Ce que nous apprend la lutte contre le paludisme

Il est des sujets dont on sait vraisemblablement qu’ils feront autant de vagues qu’une annonce de mariage lambda la semaine de noces royales. Qu’importe après tout.

Les organes des nations unies ont décrété une semaine de la vaccination. Bonne occasion pour parler d’une cause mondiale, la lutte contre le paludisme (ou malaria pour les anglophones). Le paludisme est une maladie qui frappe principalement les pays d’Afrique sub-sahariens. Elle est causée par la piqure d’un moustique et touche en majorité les enfants de moins de 5 ans (à 85% en fait). Très vite, la maladie développe des parasites qui viennent empêcher le bon fonctionnement des organes en limitant notamment l’apport en sang. S’en suit une mort certaine, rapide et désagréable.

La malaria tue environ 3000 personnes….par jour. Pourtant, si ces parasites  ont développé des formes de résistances aux vaccins, il est pourtant possible de prévenir la maladie en limitant le risque de piqures (par des moustiquaires au dessus des lits, imprégnés de produits insecticides) et par des traitements rapides qui privent l’avancée de la maladie.

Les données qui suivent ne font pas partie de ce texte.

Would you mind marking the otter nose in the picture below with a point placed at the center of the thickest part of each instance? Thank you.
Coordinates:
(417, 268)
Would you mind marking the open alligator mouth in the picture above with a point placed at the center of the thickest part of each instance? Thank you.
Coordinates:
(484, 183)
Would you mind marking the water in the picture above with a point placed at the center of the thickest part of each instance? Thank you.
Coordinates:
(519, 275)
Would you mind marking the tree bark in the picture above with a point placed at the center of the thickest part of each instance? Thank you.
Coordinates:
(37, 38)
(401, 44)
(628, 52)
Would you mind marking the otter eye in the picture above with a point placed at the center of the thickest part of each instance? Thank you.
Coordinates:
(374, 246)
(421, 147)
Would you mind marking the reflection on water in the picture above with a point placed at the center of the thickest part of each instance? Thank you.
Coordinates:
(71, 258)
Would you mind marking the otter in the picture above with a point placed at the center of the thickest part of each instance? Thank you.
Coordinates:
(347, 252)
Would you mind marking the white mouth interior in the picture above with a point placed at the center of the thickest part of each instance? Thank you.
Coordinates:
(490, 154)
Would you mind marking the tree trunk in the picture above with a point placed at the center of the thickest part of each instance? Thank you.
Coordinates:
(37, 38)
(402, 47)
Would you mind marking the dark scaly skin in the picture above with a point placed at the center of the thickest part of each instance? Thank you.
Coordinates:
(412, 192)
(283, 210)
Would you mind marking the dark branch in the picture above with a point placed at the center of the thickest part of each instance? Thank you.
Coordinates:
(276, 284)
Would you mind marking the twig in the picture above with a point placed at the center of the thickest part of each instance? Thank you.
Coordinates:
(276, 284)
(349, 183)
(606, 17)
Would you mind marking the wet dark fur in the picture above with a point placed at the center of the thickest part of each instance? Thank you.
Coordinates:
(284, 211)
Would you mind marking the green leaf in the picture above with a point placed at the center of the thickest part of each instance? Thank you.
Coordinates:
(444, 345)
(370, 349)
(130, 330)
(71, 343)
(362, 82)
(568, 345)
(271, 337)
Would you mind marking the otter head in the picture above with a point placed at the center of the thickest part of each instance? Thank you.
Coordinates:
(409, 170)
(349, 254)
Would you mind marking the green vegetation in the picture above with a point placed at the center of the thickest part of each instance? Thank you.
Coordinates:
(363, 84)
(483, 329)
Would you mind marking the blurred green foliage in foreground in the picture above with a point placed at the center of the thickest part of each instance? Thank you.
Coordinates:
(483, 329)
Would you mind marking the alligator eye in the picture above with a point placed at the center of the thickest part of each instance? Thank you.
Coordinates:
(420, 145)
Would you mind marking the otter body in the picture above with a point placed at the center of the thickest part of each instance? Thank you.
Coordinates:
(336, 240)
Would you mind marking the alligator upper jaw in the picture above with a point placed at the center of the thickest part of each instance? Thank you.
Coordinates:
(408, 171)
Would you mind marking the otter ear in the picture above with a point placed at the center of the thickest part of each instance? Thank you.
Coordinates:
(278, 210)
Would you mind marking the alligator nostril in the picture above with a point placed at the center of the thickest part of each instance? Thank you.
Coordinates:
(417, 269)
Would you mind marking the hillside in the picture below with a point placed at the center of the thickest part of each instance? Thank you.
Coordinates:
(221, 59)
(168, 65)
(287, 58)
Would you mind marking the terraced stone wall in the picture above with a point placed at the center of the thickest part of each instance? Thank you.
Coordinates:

Du fait de sa morbidité, la malaria est un objectif du millénaire des nations unies, et, si des progrès ont été accomplis depuis vingt ans, elle reste un fléau sans nom.

Pour réduire l’ampleur de la maladie, il importe à la fois de développer les outils de préventions, notablement les moustiquaires, accroître les instruments de diagnostics précoces et les mettre en oeuvre, et chercher ultimement un vaccin.

De fait, la lutte contre le paludisme témoigne d’un dynamisme sans précédent, sur des sujets tout à fait divers. S’agissant des moustiquaires, non seulement des innovations ont permis d’en réduire le coût mais les travaux de chercheurs telles que Esther Duflo et le JPAL ont permis de mieux comprendre les motifs de non-recours à ces outils et de déterminer plus précisément le prix auquel les personnes seraient susceptibles de les utiliser de manière optimale  En effet, une première série d’études ont montré que la gratuité des moustiquaires « dévaluait » l’utilité de ces biens et risquaient de les détourner de leur usage premier. Ces travaux, basés sur une méthode d’expérimentation sociale spécifique (dite RCT ou randomised controled trials) sont présentés dans un support en ligne accompagnant la parution du livre Poor economics pdf

S’agissant de la recherche du vaccin, le paludisme est rapidement devenu une cause prioritaire de la fondations Bill Gates qui a investi de manière considérable, en lien avec les organisations internationales pour trouver le remède à cette maladie.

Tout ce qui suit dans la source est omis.